To turn this trend around, or at least to begin the process of re-calibrating the direction of this metaphorical ship, will take generations. However, that process, slowly but surely over the last decade, is underway.
This post won’t focus on the contrasting examples of progress seen from one country to the next. For every success story and anecdote of gains made and celebrated in one context, another more chilling chronicle of discrimination or vulnerability can be told from somewhere else.

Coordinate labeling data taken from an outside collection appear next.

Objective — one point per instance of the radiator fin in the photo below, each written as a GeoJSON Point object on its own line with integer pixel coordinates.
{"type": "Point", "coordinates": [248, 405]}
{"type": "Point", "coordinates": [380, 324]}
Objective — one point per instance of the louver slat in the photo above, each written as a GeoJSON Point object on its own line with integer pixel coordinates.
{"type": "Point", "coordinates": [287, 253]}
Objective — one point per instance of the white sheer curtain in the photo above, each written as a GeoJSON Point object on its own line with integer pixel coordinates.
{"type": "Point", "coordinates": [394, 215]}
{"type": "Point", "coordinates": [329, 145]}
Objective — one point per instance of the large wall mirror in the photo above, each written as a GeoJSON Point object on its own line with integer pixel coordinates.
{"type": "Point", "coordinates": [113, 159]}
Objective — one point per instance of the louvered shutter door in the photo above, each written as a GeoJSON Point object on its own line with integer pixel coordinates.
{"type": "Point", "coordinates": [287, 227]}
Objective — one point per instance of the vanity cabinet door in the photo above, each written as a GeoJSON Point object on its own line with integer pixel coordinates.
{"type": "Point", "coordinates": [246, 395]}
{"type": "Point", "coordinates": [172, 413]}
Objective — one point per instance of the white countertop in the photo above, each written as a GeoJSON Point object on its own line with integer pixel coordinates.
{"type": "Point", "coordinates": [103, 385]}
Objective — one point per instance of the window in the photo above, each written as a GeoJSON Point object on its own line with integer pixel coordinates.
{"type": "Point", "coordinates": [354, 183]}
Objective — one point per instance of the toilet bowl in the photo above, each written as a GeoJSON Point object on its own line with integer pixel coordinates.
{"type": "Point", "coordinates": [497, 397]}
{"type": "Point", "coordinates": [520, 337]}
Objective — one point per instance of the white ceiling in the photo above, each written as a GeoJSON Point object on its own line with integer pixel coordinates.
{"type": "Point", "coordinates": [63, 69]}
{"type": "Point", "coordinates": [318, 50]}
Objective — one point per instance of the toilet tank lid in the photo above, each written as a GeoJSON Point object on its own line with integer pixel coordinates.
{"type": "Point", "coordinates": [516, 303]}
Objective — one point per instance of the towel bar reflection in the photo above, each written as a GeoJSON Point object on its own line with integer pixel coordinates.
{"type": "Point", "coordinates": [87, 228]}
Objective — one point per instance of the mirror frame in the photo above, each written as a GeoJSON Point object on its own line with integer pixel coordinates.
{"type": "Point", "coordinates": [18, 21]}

Instead, we want to share Coracle’s recent experiences of how to best influence and engage an ever growing queue of companies, eager to take seriously their role in the pursuit of a new norm when it comes to treating men and women equally. To capture some of what we have learnt, the following lessons are shared, for those looking to invest in running their businesses in a more gender responsive way:
1. Don’t shy away from auditing how your existing business is performing in terms of addressing gender (and other diversity) issues. One of the most effective ways for the private sector to change, is through the influence that comes from within the sector itself. Just as companies react to how their peers innovate new products, or leverage technology, the same rule applies when one company actively publishes their progress to develop new policies and practice around issues of inclusion. It’s better to be a pioneer and fail a few times before making progress, than to aim for mediocrity at best, or at worst, remain enshrouded in antiquated operational past-times.
2. Work with others who can ensure you get the basics right. A myriad of recent research and tools have been published by institutions including the UN, USAID and international NGOs such as CARE International, that offer step-by-step guidance for companies when it comes to how to initiate and implement more gender responsive behaviours and outcomes. Becoming familiar with these is one minimum task for a company, but forging partnerships with NGOs and CSOs over a longer period of time, to collaborate more fittingly with experts is also going to significantly accelerate a company’s journey, both in defining standards and then designing long term plans for enacting these.
3. Create spaces and platforms for women to share their perspectives and suggestions on how to change the status quo. Female employees, women producers in a company’s supply chain, female customers and consumers of company products – where are their voices in your company’s strategy? If a company is dis-connected from its own eco-system of stakeholders, and their data and research excludes the perspectives of women writ large, then whatever changes are made will always be compromised.
4. Find the money and resources to make the changes to your business lasting and meaningful. Do not consign issues of diversity and gender equality to be the mainstay of a suitably titled “Corporate Social Responsibility” manager, or else farm them out to your human resources department. The CEO of your company, or equivalent, should be accountable for this, with no exception, and if your company tracks its operational progress using a catalogue of measurable indicators, these should feature gender-related criteria across all aspects of the company’s operations.
5. Don’t fall into the trap of making “socially responsible” decisions because you have been advised this will enhance your company’s reputation. The fact is, there is a way of balancing positive social and environmental impacts from your business, alongside growing your company’s revenue. The sacred “win-win” scenario does exist and an ever increasing number of companies – from the largest to the more discreet start-ups – are curating their strategies based on this very triple bottom line objective. An exciting legacy can be left by the private sector when it comes to environmental stewardship, social impact and financial profit making.
How your company chooses to embrace designing, and seeing through to fruition. a more blended set of outcomes such as these, is up to you.
Coracle’s commitment will always be to offer you our ideas and our experiences from collaborating with non-profits and the private sector for the past twenty years, and are aim will always be to inspire your business into action.